Using CFD to Enhance the Preliminary Design of High-Pressure Steam Turbines

This paper focuses on the use of the CFD for improving a steam turbine preliminary design tool. Three-dimensional RANS analyzes were carried out in order to investigate independently the effects of profile, secondary flow and tip clearance losses on the efficiency of two high-pressure steam turbine stages. The parametric study included geometrical features such as stagger angle, aspect ratio and radius ratio, and was conducted for a wide range of flow coefficients to cover the whole operating envelope. The results are reported in terms of stage performance curves, enthalpy loss coefficient and span-wise distribution of the blade-to-blade exit angle.
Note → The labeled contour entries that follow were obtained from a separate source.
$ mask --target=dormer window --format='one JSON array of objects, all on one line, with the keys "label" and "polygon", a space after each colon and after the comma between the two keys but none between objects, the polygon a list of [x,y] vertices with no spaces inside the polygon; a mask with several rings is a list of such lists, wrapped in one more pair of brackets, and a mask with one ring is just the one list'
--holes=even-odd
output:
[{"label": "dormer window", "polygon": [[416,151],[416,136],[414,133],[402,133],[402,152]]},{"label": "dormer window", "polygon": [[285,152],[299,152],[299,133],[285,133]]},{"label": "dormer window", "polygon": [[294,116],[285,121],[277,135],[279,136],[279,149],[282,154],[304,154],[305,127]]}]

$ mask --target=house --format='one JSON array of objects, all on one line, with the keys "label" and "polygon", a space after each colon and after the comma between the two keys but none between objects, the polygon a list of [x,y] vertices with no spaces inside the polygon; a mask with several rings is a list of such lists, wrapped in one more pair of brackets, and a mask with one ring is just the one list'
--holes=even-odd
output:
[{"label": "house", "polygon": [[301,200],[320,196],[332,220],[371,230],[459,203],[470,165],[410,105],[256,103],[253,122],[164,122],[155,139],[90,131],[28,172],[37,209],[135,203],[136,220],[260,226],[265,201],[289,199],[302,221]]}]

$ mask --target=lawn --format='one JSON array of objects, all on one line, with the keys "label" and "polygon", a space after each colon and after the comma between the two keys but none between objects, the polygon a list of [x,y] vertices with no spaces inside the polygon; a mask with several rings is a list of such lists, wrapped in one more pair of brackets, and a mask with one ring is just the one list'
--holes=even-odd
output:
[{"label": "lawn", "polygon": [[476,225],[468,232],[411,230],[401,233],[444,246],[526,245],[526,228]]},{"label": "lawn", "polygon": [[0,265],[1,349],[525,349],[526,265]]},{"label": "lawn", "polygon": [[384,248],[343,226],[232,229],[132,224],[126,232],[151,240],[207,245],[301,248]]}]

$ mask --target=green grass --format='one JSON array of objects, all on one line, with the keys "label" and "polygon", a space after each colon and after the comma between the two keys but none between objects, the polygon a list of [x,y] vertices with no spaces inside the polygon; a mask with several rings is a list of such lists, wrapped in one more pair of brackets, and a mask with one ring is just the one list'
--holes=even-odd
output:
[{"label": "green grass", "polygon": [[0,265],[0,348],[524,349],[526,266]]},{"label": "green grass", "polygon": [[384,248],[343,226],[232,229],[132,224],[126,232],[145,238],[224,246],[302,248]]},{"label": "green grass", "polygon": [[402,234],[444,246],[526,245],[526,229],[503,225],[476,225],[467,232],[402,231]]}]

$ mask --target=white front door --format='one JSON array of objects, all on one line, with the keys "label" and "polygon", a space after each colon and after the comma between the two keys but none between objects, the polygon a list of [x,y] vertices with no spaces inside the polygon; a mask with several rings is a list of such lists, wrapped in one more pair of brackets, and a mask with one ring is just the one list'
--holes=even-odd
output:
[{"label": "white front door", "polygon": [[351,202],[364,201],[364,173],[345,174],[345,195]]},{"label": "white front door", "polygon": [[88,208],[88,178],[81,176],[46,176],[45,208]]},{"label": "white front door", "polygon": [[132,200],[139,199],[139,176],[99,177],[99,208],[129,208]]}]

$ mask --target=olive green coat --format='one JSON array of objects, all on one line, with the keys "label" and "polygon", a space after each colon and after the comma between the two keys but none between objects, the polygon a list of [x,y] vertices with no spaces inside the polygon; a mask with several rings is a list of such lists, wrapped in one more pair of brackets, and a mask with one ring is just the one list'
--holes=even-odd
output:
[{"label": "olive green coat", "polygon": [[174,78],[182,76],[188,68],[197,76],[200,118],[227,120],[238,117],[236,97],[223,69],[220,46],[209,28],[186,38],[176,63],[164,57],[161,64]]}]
A detailed discussion of these results is provided in order to highlight the different aerodynamic behavior of the two geometries. Once the analysis was concluded, the tuning of a preliminary steam turbine design tool, based on a correlative approach, was carried out. In lack of a large set of experimental data, the information get by the post-processing of the CFD computations were applied to update the current correlations, in order to improve the accuracy of the efficiency evaluation for both the stages. Finally, the prediction of the tuned preliminary design tool were compared, in terms of stage efficiency, with the results of the CFD computations, in a broad range of flow coefficients and in different real machine layouts.